Although Mr Bennett concluded that the contract was ‘overall a modest improvement’, he said it ‘doesn’t address the fundamental issue that there are insufficient doctors available to meet the ever increasing demand’.

He said: ‘At best I estimate partners might see an increase of 2% in profits, but for those suffering MPIG or PMS premium clawbacks it will be less than this.’

Bob Senior, chairman of the Association of Independent Specialist Medical Accountants and head of medical services at accountants RSM, said the same was true for his clients.

He said: ‘Higher inflation and increased staff costs are putting many practices under pressure. Many are needing to employ more staff or having to pay their staff for more hours worked to cope with the workload.

‘Locums costs continue to be an issue for many practices. While a 1% uplift may help ease these problems it remains to be seen if any extra income actually finds its way through to partners drawings.’

Mr Senior also pointed out that ‘bearing in mind that the inflation in September 2016 was running at 1% and the Bank of England is expecting it to increase to perhaps 2% by September 2017 and possible 2.8% in the following year, I don’t think many practices will actually find the 1% uplift ending up in partners pockets’.

‘For many I suspect that take home pay will indeed be flat,’ he said.

But GPC deputy chair Dr Richard Vautrey told Pulse: ‘The expectation of this year’s contract investment leading to an average 1% pay uplift is something we should expect to happen.

‘Particularly as the most up to date GP earnings figures published in September 2016 showed that average GP earnings in 2014/15 increased by an average of 0.4% overall and 1.7% for GP contractors, and that followed significantly less investment that year than this, following the derisory DDRB award that year.’

GP partners said they saw their pay drop by an average of 4% in the first six months of 2016/17, according to a recent Pulse survey.

What extra funding is in the 2017/18 GP contract?

The 2017/18 contract comes with a 3.3% overall uplift to funding worth £238.7m.

This includes a 5.9% increase to global sum to an average £85.35 per patient.
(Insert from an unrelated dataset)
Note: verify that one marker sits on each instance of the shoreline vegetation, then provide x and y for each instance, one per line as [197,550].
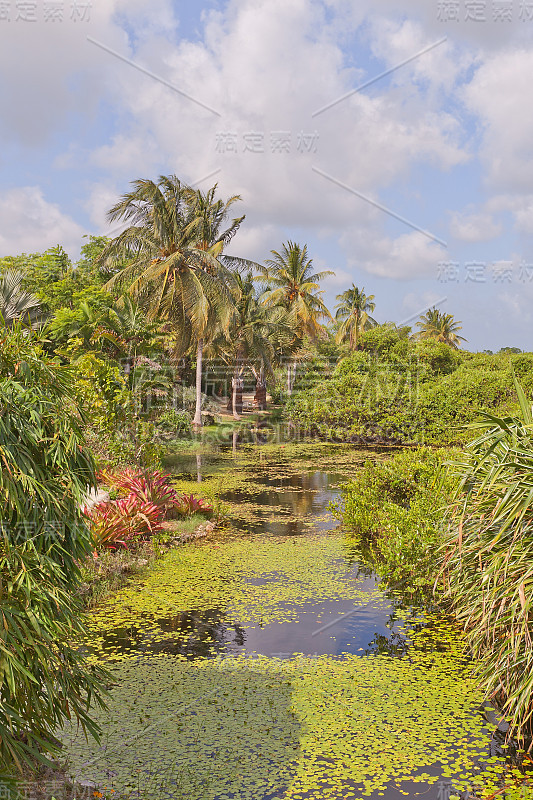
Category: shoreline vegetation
[158,341]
The GPC said in a letter to GPs that it had ‘agreed an increase in expenses that should deliver a pay uplift of 1%, which will be added to global sum’.

NHS Employers said it also included a 1.4% ‘general expenses uplift’.

The larger rise in global sum stems from the return of £156.7m that had been tied to the Avoiding unplanned admissions DES.

Expenses agreed to be covered include the cost of population growth, the cost of CQC fees, indemnity inflation and reimbursement for added workload related to a new patient record transfer system being rolled out by Capita.